Fascinating new footage captured by the Juno spacecraft lets you "dive into Jupiter’s clouds."
During NASA’s Juno mission’s 41st close flyby of Jupiter on April 9, 2022, the JunoCam instrument captured what it would be like to accompany the spacecraft in its journey around the Gas Giant. Based on raw JunoCam image data, Andrea Luck created this animated sequence.
Jupiter is the largest planet in our solar system, with a diameter of about 87,000 miles (140,000 kilometers). Jupiter’s colorful cloud tops were just 2.050 miles (3,300 kilometers) away from Juno’s point of closest approach on April 9. At the time, it was traveling at about 131,000 miles per hour (210,000 kilometers per hour) in relation to the planet.
Juno traveled at a speed about five times faster than the Apollo missions did when they left Earth for the Moon at Juno’s closest approach, which is more than ten times closer to Jupiter than satellites in geosynchronous orbit are to Earth.
Because Jupiter is the most massive planet orbiting the Sun, it has profoundly influenced the solar system. Yet, its origin is still a deep mystery.
In order to understand how Jupiter formed and how it has evolved, Juno studies Jupiter’s magnetic and gravitational fields, its vast magnetosphere, its auroras, and the swirling clouds that make up Jupiter’s colorful atmosphere. As part of its mission, the spacecraft will reveal what Jupiter is made of – and how much of it is water.
As Jupiter is mostly made of hydrogen and helium, it probably formed relatively soon after the Sun. Jupiter is likely the first planet to form. During the first few million years of a star’s life, wind is generated that blows most of the gases that remain in the original nebula away. Jupiter’s composition is mainly hydrogen and helium, so it formed when there was plenty of hydrogen and helium around when the solar system was still young.

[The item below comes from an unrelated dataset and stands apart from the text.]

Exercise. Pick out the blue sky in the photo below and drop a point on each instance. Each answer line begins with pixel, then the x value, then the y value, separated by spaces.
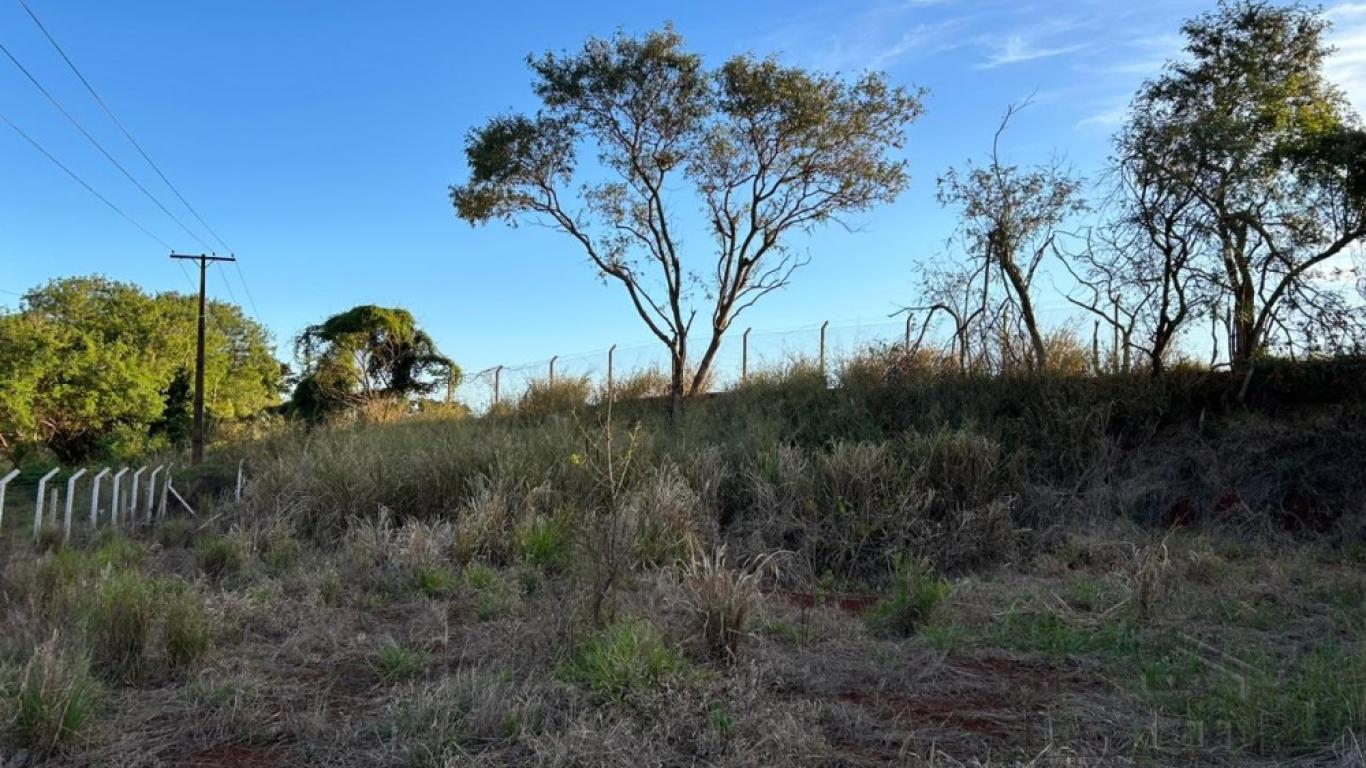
pixel 318 140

Because Jupiter is largely composed of the same materials as the original nebula and its immense mass prevents even light elements from leaving its atmosphere, it holds clues about the solar system’s origin. By studying Jupiter, which is the nearest giant planet, we can also learn more about planetary systems orbiting other stars.
Observations from Juno portray the planet as a complex world with polar cyclones the size of Earth, storm systems that plummet deep into the heart of the gas giant, and a huge, lumpy magnetic field produced closer to the surface than previously believed.
Juno launched on August 5, 2011. Launched on an Atlas V rocket, it lifted off from Cape Canaveral Air Force Station. Before arriving at Jupiter on July 4, 2016, the spacecraft traveled about 3 billion kilometers (nearly 2 billion miles).
In just five years, the Juno mission has shed light on Jupiter’s physical and figurative depths. As a result of the spacecraft’s observations of Jupiter’s violent storms, it seems the planet has a more chaotic and compelling atmosphere than previously thought.
For example, a cluster of cyclones and anticyclones has been detected near Jupiter’s north pole. In fact, Juno has detected “storms the size of Earth” at both poles of Jupiter, according to NASA.